Do you remember e pa, that time whne you took me into town one crowded night so many years ago? I was only a little boy then, about five I suppose.
You wait here, you said. Then you disappeared with the crowd and left me waiting for you on the pavement.
E pa, I waited and waited. But you didn’t come back. Where did you go? I tried not to cry because you’d said that only babies cry.
Are you lost little boy? A lady asked me.
No, I told her. My Daddy, he’s just gone away for a while. HE’s coming back to get me, though. He told me to wait here.
So the lady left me. I wanted to shout: Come back! But she was gone.
I waited and waited, e pa. I was frightened. All those people, they jostled and pushed against me. They couldn’t see me; I was so small.
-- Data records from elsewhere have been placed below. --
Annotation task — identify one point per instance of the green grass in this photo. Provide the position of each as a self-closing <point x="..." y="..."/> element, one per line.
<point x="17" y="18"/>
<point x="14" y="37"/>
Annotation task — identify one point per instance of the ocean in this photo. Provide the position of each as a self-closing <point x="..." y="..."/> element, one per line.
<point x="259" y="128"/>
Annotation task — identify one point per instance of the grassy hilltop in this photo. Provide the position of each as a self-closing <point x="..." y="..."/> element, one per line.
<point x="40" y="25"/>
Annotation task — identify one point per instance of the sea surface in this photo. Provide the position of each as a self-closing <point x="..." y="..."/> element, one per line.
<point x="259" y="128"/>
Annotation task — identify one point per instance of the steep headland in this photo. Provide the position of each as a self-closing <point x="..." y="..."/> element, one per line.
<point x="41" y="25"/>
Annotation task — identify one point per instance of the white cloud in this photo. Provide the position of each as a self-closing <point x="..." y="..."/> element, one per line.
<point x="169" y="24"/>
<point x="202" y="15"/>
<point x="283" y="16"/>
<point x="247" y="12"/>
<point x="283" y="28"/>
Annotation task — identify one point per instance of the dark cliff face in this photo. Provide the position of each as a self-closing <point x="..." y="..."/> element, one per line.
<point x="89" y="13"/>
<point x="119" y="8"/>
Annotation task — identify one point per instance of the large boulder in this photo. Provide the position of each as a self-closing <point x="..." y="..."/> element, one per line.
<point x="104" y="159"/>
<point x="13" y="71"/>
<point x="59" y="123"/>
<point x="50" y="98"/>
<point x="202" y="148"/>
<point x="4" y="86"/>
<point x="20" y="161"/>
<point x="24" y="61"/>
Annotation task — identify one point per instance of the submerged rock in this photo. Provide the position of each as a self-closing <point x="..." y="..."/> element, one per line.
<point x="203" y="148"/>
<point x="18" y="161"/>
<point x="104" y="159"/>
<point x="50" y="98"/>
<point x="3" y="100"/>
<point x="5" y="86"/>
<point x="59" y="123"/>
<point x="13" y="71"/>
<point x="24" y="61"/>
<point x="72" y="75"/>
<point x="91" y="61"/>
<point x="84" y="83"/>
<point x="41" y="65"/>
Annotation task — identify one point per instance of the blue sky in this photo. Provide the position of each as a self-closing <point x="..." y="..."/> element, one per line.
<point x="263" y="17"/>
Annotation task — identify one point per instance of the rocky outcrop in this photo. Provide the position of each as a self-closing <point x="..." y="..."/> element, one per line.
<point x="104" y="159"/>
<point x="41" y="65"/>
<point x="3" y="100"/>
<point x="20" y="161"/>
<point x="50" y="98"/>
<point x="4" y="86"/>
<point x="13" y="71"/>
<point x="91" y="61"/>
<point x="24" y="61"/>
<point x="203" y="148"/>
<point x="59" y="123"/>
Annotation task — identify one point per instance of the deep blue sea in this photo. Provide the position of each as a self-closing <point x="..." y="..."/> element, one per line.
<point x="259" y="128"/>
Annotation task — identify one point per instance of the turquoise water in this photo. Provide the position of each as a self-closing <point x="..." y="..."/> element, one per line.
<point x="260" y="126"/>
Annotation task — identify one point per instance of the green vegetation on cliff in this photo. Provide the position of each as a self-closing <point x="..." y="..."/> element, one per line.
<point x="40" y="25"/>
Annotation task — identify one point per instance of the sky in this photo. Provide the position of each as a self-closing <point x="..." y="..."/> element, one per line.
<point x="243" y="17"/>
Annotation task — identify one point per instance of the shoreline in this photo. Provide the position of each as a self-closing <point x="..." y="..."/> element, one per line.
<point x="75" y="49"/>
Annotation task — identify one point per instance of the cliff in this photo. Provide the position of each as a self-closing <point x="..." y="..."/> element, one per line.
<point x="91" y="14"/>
I felt as if I was in a land full of giants.
In the end I cried, Dad. I couldn’t help it. And some of the passers-by, they asked me if I was lost, just like that lady asked. But I pushed them away and decided I would find you.
I wandered along the streets and everybody was laughing and having a good time. Where were you, Dad?...
Then I saw you. You were looking for me just as I was looking for you. And I shouted:
And you lifted me up and hugged me.
Turi Turi [hush hush], Son. I’m here.
I hit you hard.
Don’t leave me again, Dad. Don’t you leave me again. You promised you wouldn’t.
And yet his father has left him now, in spite of that promise. (12-13)
But death is a part of life, and it’s a part of life that I don’t like."